Friday, 25 March 2011

Was hell 'invented' by gentle Jesus?

What are the origins of the concept of hell? Christopher Hitchens claims that in the Old Testament there is effectively no concept of hell in the modern sense. The idea of eternal suffering was only brought to us by 'gentle Jesus meek and mild'.

Of course Islam also has a concept similar to that of the christian hell, and it is called Jahannam. The origin of this word is thought to be from the same root as the Hebrew name Gehenna which was originally the name of a valley near Jerusalem. It was a place more like the Catholic concept of 'purgatory', and in Jewish tradition nobody would stay in Gehenna for a period longer than twelve months.

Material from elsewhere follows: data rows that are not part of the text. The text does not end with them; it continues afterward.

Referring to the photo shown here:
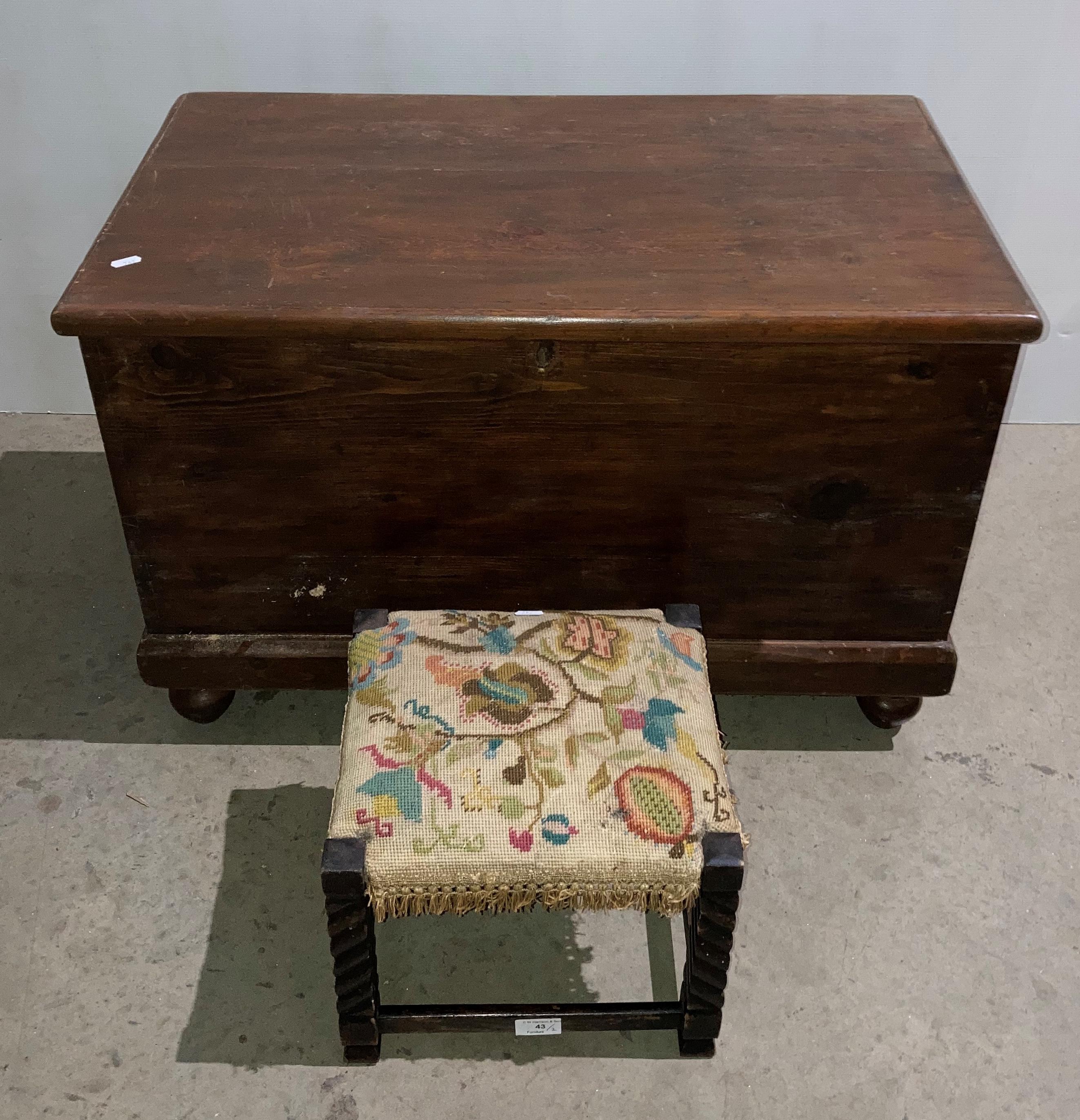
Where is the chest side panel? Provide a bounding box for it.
[83,337,1016,639]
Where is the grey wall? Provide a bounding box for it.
[0,0,1080,422]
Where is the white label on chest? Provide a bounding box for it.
[514,1019,563,1035]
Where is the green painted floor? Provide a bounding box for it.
[0,416,1080,1120]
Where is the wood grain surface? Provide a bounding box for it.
[84,337,1015,645]
[53,93,1042,342]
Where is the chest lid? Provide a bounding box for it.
[53,93,1042,342]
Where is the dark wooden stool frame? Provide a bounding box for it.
[322,603,743,1065]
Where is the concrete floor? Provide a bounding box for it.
[0,416,1080,1120]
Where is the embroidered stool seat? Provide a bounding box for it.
[323,607,742,1061]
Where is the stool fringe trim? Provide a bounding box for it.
[368,882,698,922]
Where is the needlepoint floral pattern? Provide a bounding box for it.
[330,610,740,918]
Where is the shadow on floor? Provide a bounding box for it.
[0,451,892,750]
[177,785,678,1069]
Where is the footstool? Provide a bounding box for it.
[322,605,743,1064]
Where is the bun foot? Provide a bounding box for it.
[855,697,922,731]
[345,1043,380,1065]
[169,689,236,724]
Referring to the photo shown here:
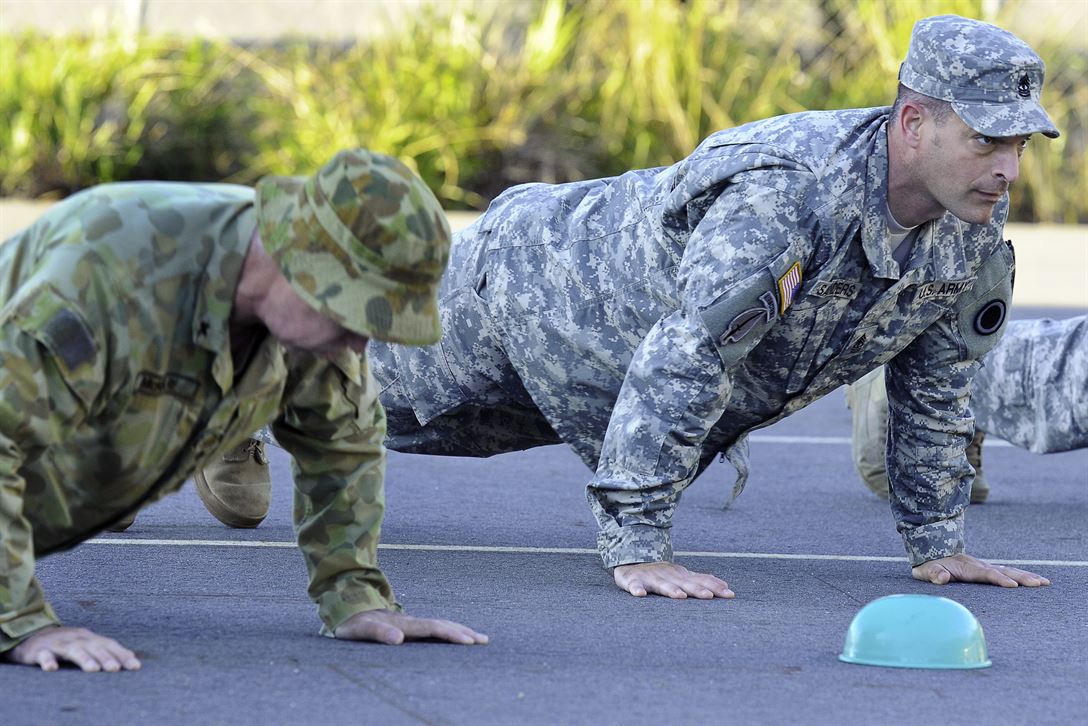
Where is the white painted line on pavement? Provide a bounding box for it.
[84,537,1088,567]
[749,434,1012,448]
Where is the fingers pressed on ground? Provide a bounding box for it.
[35,650,60,672]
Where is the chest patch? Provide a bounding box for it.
[809,280,862,299]
[136,371,200,401]
[917,280,972,300]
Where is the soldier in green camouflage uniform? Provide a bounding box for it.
[371,15,1058,598]
[846,316,1088,504]
[0,150,486,670]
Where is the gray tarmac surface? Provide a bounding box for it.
[0,309,1088,726]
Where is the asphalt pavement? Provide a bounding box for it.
[0,309,1088,726]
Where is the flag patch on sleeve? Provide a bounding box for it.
[778,260,801,315]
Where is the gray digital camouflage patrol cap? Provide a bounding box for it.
[899,15,1059,138]
[257,149,450,345]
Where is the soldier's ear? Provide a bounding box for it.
[892,101,928,149]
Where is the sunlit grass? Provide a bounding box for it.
[0,0,1088,222]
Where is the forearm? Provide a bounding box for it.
[273,361,399,632]
[586,313,730,567]
[0,468,60,653]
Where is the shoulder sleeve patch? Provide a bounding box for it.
[39,308,98,370]
[956,244,1015,359]
[700,268,780,368]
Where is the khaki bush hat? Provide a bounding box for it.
[257,149,450,345]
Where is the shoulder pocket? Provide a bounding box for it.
[10,286,106,408]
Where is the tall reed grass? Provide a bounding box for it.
[0,0,1088,222]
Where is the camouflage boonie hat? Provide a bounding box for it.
[257,149,449,345]
[899,15,1059,138]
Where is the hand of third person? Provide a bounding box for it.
[911,554,1050,588]
[334,610,487,645]
[4,625,140,673]
[613,562,733,600]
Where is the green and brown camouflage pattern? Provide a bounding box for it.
[0,183,397,652]
[257,149,450,345]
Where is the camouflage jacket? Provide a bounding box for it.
[0,183,395,651]
[461,108,1013,566]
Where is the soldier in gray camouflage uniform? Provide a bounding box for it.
[227,15,1058,598]
[371,15,1058,598]
[0,150,486,670]
[846,316,1088,503]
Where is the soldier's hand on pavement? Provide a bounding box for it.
[911,554,1050,588]
[613,562,733,600]
[7,626,140,673]
[335,610,487,645]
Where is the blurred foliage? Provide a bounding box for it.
[0,0,1088,222]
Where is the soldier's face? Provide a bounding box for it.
[259,279,367,357]
[918,113,1028,224]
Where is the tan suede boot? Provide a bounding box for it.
[193,439,272,528]
[967,429,990,504]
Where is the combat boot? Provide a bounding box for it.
[846,368,888,499]
[193,439,272,528]
[967,429,990,504]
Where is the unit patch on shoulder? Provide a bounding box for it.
[722,292,775,343]
[40,308,98,370]
[778,260,802,313]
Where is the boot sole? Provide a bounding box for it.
[193,469,268,529]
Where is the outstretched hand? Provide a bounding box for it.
[5,626,140,673]
[613,562,733,600]
[334,610,487,645]
[911,554,1050,588]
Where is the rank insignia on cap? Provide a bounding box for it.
[778,260,801,313]
[1016,73,1031,98]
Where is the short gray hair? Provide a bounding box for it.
[891,84,953,124]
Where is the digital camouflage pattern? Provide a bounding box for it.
[370,109,1013,566]
[0,183,404,651]
[970,316,1088,454]
[257,149,449,345]
[846,316,1088,492]
[899,15,1059,138]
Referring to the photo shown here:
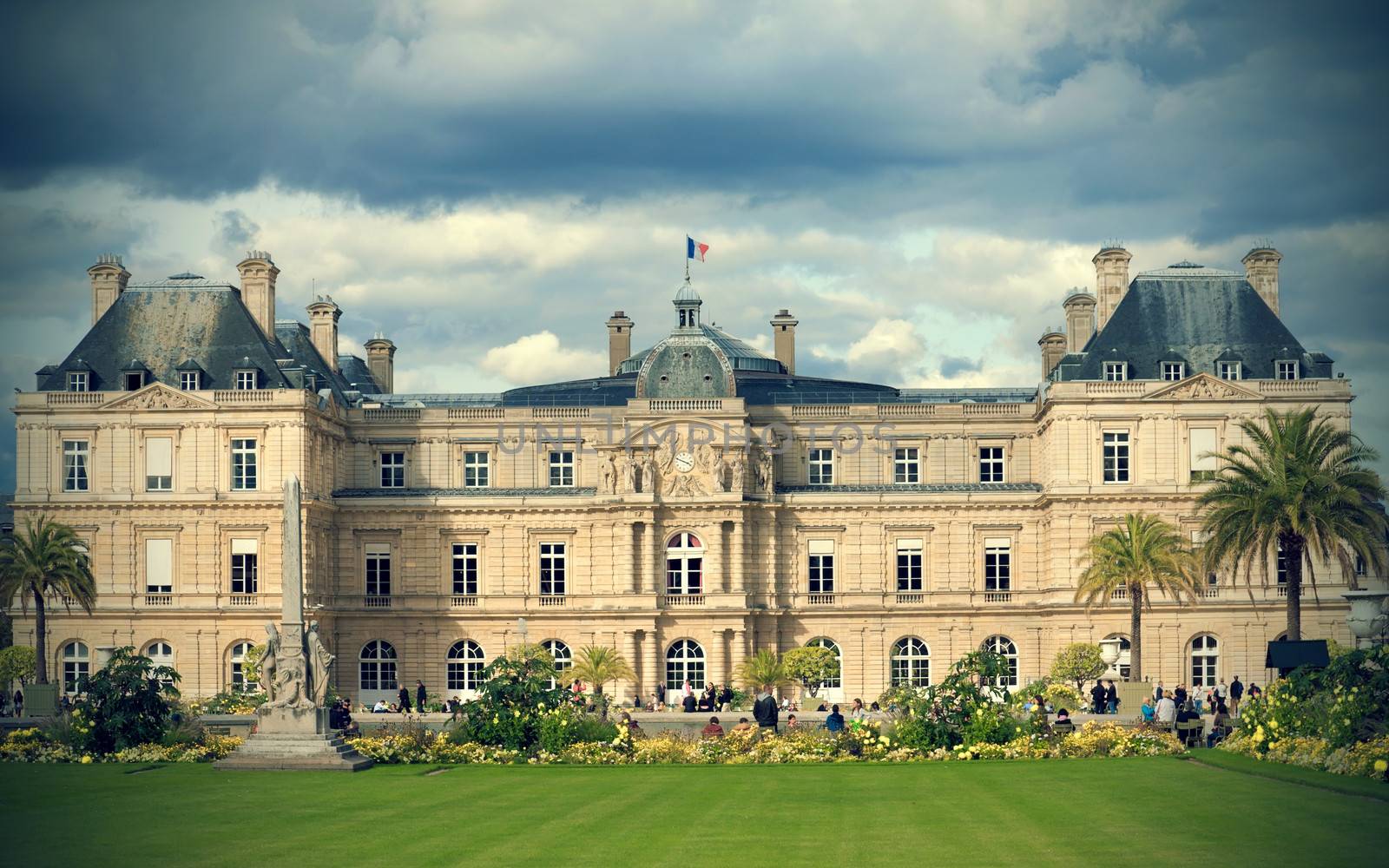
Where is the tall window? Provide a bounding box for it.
[232,539,260,595]
[898,539,925,592]
[463,453,491,489]
[144,539,174,595]
[892,446,921,484]
[665,530,704,595]
[807,539,835,595]
[447,639,486,693]
[453,543,477,597]
[63,641,92,693]
[981,636,1018,689]
[665,639,704,690]
[357,639,398,690]
[1192,634,1220,687]
[979,446,1003,482]
[380,453,405,489]
[144,437,174,491]
[365,543,391,597]
[550,450,574,489]
[232,437,257,491]
[892,636,931,687]
[540,543,569,597]
[984,536,1012,593]
[63,440,92,491]
[1104,431,1129,482]
[808,449,835,484]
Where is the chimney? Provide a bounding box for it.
[363,332,396,394]
[1241,245,1283,315]
[1061,287,1095,352]
[1037,328,1065,379]
[1090,243,1134,329]
[236,250,280,340]
[88,253,130,325]
[607,311,635,377]
[304,296,343,371]
[773,307,800,373]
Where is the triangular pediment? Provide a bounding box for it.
[1143,373,1261,401]
[102,384,217,410]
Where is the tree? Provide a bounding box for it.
[1197,408,1385,641]
[0,516,95,685]
[1051,641,1109,690]
[782,644,839,696]
[1075,512,1200,681]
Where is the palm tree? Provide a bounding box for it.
[0,516,95,685]
[569,644,636,720]
[1197,408,1385,641]
[1075,512,1199,681]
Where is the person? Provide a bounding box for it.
[753,685,776,732]
[825,706,845,732]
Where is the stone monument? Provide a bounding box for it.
[217,475,371,773]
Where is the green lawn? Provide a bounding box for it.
[0,759,1389,868]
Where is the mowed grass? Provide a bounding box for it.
[0,759,1389,868]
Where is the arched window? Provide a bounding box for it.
[665,530,704,595]
[665,639,704,690]
[449,639,486,692]
[1192,634,1220,687]
[806,636,845,690]
[63,641,92,693]
[357,639,396,690]
[540,639,574,690]
[979,636,1018,689]
[892,636,931,687]
[229,639,260,693]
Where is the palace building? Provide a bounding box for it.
[12,246,1352,701]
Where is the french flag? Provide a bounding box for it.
[685,234,708,262]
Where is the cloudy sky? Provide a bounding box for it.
[0,0,1389,490]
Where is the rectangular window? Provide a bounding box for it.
[365,543,391,597]
[808,539,835,595]
[550,450,574,489]
[453,543,477,597]
[144,539,174,595]
[232,539,260,595]
[232,437,255,491]
[1104,431,1129,482]
[898,539,924,592]
[380,453,405,489]
[984,536,1012,593]
[892,446,921,484]
[463,453,491,489]
[1188,428,1220,482]
[540,543,568,597]
[808,449,835,484]
[63,440,92,491]
[979,446,1003,482]
[144,437,174,491]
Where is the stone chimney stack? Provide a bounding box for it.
[236,250,280,340]
[773,307,800,373]
[1090,243,1134,329]
[304,296,343,371]
[1061,289,1095,352]
[1037,328,1065,379]
[1241,245,1283,315]
[363,332,396,394]
[607,311,636,377]
[88,253,130,325]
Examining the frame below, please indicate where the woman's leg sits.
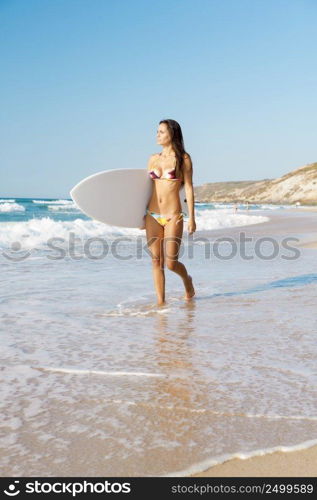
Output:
[145,214,165,305]
[164,215,195,299]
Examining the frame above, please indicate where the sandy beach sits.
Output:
[0,204,317,477]
[190,446,317,477]
[190,207,317,477]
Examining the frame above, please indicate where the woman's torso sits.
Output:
[147,153,183,215]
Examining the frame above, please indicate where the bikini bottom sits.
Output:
[146,209,186,227]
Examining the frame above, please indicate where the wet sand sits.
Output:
[191,446,317,477]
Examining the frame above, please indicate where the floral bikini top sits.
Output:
[149,153,182,181]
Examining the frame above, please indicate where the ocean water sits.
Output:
[0,198,317,476]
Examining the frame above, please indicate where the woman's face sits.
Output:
[156,123,171,146]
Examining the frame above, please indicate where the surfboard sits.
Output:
[70,168,188,228]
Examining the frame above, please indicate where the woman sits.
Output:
[141,120,196,305]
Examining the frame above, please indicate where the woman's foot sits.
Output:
[184,275,195,300]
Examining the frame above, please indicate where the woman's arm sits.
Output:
[183,154,196,233]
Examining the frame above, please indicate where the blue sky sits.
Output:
[0,0,317,198]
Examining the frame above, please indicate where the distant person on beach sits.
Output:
[140,119,196,305]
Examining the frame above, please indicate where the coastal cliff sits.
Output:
[194,163,317,205]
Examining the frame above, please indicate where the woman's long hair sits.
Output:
[160,119,190,180]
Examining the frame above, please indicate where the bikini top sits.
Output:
[149,153,182,181]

Gehenna is often translated into English as hell. However the King James version of the bible also translates the words 'sheol' and 'hades' as hell.

The Jewish meme of 'sheol' is sometimes translated to Greek as 'hades'. All the dead go there, regardless of their moral choices in life. Sheol predates all christian and muslim ideas of judgement and it is considered to be totally different from heaven and hell.

Even within one faith there are disagreements. For example, in Acts 23, verses 6-8 the Pharisees and Sadducees were unable to agree whether angels and spirits even exist, let alone where the spirits go after death.

Confusion reigns. If theologians cannot agree about the subject then surely it is futile to worry about it. Even within the three great mono-theistic religions followers are required to take different actions to avoid eternal damnation, so on the basis of this it is clear that the majority of people will be wrong and suffer the consequences.

Much as I hate to disagree with the great Hitch, I think his explanation might be a little simplistic.  But its a good story and vaguely true.